CLAYTON TUNNEL ACCIDENT

Such were the incidents upon which the Christmas stories, of the type brought into favour by Dickens, were built, but the stories are better to read than the incidents to experience. I am retrospectively sorry for those passengers who thus lost their Christmas dinners; but after all, it was better to miss the turkey and the Christmas pudding than to be “mashed into a pummy” in railway accidents, such as the awful heart-shaking series of collisions which took place on Sunday, August 25th, 1861, in the railway tunnel through Clayton Hill. On that day, in that gloomy place, twenty-four persons lost their lives, and one hundred and seventy-five were injured.

Three trains were timed to leave Brighton station on that fatal morning, two of them filled to crowding with excursionists; the other, an ordinary train, well filled and bound for London. Their times for starting were 8, 8.5, and 8.30 respectively, but owing to delays occasioned by press of traffic, they did not set out until considerably later, at 8.28, 8.31, and 8.35. At such terribly short intervals were they started, in times when no block system existed to render such close following comparatively safe.

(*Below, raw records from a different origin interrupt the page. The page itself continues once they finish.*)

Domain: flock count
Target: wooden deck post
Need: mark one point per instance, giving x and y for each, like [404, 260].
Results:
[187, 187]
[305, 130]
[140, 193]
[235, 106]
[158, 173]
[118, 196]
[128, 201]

Clayton Tunnel was already considered a dangerous place, and there was situated at either end (north and south entrances) a signal-cabin furnished with telegraphic instruments and signal apparatus, by which the signalman at one end of the tunnel could communicate with his fellow at the other, and could notify “train in” or “train out” as might happen. This practically formed a primitive sort of “block system,” especially devised for use in this mile and a quarter’s dark burrow.

A “self-acting” signal placed in the cutting some distance from the southern entrance was supposed, upon the passage of every train, to set itself at “danger” for any following, until placed at “line clear” from the nearest cabin, but on this occasion the first train passed in, and the self-acting signal failed to act.

The second train, following upon the heels of the first, passed all unsuspecting, and dashed from daylight into the tunnel’s mouth, the signalman, who had not received a message from the other end of the tunnel being clear, frantically waving his red flag to stop it. This signal apparently unnoticed by the driver, the train passed in.

At this moment the third train came into view, and at the same time the signalman was advised of the tunnel being clear of the first. Meanwhile, the driver of the second train, who had noticed the red flag, was, unknown to the signalman, backing his train out again. A message was sent to the north cabin for it, “train in”; but the man there, thinking this to be a mere repetition of the first, replied, “train out,” referring, of course, to the first train.

The tunnel being to the southern signalman apparently clear, the third train was allowed to proceed, and met, midway, away from daylight, the retreating second train. The collision was terrible; the two rearward carriages of the second train were smashed to pieces, and the engine of the third, reared upon their wreck, poured fire and steam and scalding water upon the poor wretches who, wounded but not killed by the impact, were struggling to free themselves from the splintered and twisted remains of the two carriages.

The heap of wreckage was piled up to the roof of the tunnel, whose interior presented a dreadful scene, the engine fire throwing a wild glare around, but partly obscured by the blinding, scalding clouds of steam; while this suddenly created Inferno resounded with the prayers, shrieks, shouts, and curses of injured and scatheless alike, all fearful of the coming of another train to add to the already sufficiently hideous ruin.

Fortunately no further catastrophe occurred; but nothing of horror was wanting, neither in the magnitude nor in the circumstances of the disaster, which long remained in the memories of those who read and was impossible ever to be forgotten by those who witnessed it.